TLDR: Token-Level Detective Reward Model for Large Vision Language Models
Deqing Fu, Tong Xiao, Rui Wang, Wang Zhu, Pengchuan Zhang, Guan Pang, Robin Jia, Lawrence Chen
2024-10-08

Summary
This paper introduces the Token-Level Detective Reward Model (TLDR), which improves how large vision language models learn by providing detailed feedback on individual parts of their outputs instead of just giving a simple yes or no.
What's the problem?
Existing reward models for training language models often provide very basic feedback, giving only a single binary response (like 'correct' or 'incorrect') for an entire piece of text, regardless of its length. This can lead to problems, especially in multimodal models that handle both images and text, as they might focus too much on the text and ignore important visual information. This simplistic approach can limit the model's ability to learn effectively and understand the nuances of both text and images.
What's the solution?
To address these issues, the authors developed TLDR, which gives more detailed feedback by evaluating each individual word or token in a piece of text.
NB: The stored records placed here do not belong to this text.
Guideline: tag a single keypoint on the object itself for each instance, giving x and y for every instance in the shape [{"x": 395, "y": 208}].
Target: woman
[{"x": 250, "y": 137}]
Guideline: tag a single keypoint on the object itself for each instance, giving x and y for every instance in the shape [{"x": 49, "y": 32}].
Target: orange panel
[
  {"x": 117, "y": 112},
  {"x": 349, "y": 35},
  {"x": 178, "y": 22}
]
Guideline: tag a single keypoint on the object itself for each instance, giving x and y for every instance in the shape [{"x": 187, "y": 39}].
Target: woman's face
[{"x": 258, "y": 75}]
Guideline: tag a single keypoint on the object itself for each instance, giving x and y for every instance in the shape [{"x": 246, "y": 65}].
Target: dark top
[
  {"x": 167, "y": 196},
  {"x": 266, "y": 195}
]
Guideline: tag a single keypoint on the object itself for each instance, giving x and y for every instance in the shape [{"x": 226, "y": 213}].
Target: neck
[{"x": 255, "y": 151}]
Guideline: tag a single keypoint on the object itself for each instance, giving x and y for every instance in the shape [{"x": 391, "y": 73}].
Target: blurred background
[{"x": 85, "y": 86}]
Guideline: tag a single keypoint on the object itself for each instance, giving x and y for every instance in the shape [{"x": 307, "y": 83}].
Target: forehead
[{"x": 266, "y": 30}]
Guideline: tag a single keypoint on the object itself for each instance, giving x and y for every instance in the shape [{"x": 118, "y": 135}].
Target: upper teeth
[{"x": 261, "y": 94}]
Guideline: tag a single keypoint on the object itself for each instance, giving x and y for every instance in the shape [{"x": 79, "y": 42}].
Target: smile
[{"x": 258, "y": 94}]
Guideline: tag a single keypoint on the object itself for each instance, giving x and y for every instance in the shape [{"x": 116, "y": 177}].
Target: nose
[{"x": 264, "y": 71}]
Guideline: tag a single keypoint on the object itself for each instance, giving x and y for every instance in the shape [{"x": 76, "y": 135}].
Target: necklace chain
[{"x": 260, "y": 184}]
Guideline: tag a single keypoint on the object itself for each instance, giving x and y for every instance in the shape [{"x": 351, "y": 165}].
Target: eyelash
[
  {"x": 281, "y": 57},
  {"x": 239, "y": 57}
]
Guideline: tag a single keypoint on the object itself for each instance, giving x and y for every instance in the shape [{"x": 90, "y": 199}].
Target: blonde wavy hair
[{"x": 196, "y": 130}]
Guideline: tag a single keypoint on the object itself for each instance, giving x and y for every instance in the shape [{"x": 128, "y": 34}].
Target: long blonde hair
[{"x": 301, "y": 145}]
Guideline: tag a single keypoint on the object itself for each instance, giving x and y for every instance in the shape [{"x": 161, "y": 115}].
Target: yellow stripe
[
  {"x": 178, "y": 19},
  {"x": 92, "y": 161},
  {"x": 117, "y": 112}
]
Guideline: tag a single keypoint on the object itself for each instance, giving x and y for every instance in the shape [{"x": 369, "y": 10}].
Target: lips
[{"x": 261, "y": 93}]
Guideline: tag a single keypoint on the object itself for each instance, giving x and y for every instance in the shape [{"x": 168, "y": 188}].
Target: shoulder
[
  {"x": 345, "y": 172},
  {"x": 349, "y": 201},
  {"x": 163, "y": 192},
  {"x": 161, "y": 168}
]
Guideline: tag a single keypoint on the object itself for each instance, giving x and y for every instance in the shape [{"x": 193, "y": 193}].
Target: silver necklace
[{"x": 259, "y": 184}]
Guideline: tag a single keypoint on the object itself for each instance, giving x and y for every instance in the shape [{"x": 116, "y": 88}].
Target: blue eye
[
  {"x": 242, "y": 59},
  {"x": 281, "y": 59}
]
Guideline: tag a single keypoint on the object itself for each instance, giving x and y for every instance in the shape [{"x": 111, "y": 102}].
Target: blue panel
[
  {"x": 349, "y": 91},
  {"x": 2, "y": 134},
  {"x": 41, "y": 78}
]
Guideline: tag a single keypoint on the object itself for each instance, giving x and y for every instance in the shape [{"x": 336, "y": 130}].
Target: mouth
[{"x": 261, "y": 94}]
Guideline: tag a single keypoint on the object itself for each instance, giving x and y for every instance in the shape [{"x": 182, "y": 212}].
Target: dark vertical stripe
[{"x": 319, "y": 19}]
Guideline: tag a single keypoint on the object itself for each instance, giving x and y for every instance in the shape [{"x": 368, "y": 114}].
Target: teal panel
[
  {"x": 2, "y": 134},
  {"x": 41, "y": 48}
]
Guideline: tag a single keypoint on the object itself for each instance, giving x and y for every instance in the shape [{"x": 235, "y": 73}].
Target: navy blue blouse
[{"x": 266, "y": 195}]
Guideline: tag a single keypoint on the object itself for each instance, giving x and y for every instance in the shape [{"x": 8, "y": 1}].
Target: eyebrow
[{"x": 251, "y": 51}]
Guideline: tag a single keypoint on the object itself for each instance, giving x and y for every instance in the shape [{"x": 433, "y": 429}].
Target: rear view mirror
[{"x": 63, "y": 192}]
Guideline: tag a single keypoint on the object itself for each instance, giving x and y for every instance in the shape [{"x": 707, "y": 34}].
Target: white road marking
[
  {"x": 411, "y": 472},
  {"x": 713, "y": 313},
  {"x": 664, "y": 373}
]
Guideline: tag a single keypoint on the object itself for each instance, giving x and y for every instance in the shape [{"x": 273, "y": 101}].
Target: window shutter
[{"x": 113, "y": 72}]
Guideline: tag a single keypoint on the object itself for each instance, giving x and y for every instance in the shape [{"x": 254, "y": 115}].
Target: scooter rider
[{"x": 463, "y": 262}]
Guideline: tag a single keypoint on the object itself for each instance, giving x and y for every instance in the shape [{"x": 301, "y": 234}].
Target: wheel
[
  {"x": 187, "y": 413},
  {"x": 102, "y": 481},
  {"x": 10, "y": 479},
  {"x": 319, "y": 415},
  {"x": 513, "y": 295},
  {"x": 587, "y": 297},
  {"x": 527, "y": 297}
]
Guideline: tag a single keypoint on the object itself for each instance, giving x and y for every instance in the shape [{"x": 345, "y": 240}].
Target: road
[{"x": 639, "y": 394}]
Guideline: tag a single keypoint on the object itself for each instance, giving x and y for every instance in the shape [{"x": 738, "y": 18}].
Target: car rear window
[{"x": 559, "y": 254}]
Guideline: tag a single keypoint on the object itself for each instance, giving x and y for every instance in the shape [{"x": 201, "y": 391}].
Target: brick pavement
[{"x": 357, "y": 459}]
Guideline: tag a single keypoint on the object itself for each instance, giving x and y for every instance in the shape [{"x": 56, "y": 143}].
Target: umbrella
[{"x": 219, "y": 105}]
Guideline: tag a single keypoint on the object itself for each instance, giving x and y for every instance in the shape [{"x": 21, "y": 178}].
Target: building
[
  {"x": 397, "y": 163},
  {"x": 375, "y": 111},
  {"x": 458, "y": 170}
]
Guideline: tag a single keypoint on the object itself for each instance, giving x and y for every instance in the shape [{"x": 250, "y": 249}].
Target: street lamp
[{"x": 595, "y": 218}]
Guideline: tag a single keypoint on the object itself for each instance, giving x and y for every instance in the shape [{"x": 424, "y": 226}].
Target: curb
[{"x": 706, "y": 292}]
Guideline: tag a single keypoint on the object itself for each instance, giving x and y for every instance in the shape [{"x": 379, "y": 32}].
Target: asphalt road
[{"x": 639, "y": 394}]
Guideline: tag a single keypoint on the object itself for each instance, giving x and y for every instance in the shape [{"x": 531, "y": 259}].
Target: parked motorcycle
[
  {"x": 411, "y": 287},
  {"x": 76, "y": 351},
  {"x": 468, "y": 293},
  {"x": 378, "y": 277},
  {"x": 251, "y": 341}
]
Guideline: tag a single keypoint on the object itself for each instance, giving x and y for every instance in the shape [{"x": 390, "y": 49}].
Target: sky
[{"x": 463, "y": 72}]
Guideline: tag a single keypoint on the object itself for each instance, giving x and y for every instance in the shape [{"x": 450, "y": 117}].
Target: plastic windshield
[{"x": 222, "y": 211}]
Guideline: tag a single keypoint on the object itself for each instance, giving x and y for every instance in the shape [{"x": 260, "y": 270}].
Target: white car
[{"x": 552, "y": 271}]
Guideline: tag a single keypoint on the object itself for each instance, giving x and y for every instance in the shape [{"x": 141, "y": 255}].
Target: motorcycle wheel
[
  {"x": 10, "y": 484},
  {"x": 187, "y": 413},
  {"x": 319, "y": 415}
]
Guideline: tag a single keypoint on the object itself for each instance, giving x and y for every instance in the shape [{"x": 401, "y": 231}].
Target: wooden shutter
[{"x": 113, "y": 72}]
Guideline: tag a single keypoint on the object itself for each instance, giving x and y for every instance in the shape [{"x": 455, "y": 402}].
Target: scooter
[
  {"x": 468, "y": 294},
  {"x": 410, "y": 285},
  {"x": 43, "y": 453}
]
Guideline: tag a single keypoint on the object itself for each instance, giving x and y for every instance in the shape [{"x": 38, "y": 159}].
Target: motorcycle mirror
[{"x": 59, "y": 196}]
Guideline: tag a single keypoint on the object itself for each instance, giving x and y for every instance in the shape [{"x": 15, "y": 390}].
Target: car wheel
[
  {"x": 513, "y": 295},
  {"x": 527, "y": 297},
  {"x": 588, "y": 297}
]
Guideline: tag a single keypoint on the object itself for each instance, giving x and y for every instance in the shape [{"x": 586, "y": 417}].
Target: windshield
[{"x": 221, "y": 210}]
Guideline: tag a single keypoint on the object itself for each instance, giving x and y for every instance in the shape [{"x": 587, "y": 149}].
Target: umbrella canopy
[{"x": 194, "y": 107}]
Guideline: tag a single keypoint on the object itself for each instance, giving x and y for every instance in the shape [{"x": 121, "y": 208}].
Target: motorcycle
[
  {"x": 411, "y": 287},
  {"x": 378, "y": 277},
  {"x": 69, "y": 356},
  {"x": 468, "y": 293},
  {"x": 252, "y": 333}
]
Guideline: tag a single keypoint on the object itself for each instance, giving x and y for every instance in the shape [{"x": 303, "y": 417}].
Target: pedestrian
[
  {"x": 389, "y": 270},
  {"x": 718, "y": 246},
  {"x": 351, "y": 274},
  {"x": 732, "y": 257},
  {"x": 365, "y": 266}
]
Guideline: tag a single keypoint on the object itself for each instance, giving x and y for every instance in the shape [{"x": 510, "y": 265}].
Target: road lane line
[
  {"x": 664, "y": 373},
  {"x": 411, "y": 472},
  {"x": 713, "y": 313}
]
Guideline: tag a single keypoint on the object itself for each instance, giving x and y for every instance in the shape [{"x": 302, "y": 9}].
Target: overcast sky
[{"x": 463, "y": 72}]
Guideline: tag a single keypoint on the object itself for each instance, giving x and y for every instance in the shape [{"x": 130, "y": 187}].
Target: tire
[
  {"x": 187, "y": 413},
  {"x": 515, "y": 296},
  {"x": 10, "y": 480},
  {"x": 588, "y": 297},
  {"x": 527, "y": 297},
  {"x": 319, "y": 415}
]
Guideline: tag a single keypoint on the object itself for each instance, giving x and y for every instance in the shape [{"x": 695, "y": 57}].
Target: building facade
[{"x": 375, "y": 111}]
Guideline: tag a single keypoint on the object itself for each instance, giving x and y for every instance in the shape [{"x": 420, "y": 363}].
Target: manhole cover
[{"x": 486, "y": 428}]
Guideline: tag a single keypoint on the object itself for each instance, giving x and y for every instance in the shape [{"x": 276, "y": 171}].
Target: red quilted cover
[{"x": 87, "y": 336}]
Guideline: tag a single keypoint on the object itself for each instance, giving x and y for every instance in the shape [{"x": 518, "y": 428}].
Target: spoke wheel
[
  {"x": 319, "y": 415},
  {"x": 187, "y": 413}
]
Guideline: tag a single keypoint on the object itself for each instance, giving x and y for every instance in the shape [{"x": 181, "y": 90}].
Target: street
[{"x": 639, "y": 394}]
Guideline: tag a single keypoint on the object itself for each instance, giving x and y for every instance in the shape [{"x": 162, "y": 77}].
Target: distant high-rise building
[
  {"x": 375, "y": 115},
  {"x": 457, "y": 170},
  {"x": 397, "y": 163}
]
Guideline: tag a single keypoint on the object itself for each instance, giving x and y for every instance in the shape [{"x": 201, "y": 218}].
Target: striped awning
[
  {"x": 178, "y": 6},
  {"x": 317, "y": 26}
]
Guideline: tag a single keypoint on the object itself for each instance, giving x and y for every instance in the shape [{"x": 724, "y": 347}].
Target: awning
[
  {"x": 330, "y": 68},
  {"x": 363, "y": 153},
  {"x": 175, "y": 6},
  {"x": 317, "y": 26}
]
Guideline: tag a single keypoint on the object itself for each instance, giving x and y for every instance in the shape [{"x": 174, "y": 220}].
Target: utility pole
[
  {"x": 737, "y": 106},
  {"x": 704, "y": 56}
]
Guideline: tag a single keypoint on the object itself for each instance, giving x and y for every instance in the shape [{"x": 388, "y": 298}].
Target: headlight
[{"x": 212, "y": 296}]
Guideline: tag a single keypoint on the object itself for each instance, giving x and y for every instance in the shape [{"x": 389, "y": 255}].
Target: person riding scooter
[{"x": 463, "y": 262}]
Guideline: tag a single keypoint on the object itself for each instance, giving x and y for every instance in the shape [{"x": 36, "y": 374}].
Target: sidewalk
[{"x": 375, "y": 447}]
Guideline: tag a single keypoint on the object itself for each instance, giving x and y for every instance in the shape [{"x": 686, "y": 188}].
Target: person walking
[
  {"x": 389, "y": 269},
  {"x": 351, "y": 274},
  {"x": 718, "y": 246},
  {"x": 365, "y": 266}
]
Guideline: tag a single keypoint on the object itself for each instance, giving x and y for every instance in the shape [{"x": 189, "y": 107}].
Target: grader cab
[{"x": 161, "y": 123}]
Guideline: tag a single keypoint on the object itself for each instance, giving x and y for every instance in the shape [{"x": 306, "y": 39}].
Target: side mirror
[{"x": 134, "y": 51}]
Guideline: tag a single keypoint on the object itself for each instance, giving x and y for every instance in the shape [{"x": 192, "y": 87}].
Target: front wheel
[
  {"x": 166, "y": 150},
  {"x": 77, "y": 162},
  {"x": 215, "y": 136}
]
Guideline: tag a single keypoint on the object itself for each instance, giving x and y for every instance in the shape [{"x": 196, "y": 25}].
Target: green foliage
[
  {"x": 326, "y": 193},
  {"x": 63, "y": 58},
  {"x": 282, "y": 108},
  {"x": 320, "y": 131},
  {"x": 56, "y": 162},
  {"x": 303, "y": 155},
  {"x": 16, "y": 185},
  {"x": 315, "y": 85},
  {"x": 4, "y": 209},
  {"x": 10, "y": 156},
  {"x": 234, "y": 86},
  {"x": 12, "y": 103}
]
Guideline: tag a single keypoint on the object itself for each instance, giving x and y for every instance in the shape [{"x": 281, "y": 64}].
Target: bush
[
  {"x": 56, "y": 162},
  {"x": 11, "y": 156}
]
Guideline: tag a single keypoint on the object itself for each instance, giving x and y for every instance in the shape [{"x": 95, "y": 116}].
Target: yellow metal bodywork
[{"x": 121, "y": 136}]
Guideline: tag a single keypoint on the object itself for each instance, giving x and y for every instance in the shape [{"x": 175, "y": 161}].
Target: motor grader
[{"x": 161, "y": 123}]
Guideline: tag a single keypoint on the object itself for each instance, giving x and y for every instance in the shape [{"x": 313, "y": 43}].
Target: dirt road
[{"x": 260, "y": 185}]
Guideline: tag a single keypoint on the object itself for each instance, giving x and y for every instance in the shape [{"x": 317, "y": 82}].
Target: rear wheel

They created a method to generate challenging examples (called hard negatives) that help train the model to recognize errors more accurately. By using this fine-grained feedback, TLDR helps models improve their output quality and can also assist in identifying when the model produces incorrect or nonsensical information (known as hallucinations). Additionally, TLDR speeds up the process of human annotation, allowing for faster collection of high-quality training data.
Why it matters?
This research is important because it enhances the training process for large language models by providing more informative feedback. By improving how these models learn from both text and images, TLDR could lead to better performance in applications like automated content generation, image captioning, and other tasks that require a deep understanding of multimodal information.
Abstract
Although reward models have been successful in improving multimodal large language models, the reward models themselves remain brutal and contain minimal information. Notably, existing reward models only mimic human annotations by assigning only one binary feedback to any text, no matter how long the text is. In the realm of multimodal language models, where models are required to process both images and texts, a naive reward model may learn implicit biases toward texts and become less grounded in images. In this paper, we propose a Token-Level Detective Reward Model (TLDR) to provide fine-grained annotations to each text token. We first introduce a perturbation-based method to generate synthetic hard negatives and their token-level labels to train TLDR models. Then we show the rich usefulness of TLDR models both in assisting off-the-shelf models to self-correct their generations, and in serving as a hallucination evaluation tool. Finally, we show that TLDR models can significantly speed up human annotation by 3 times to acquire a broader range of high-quality vision language data.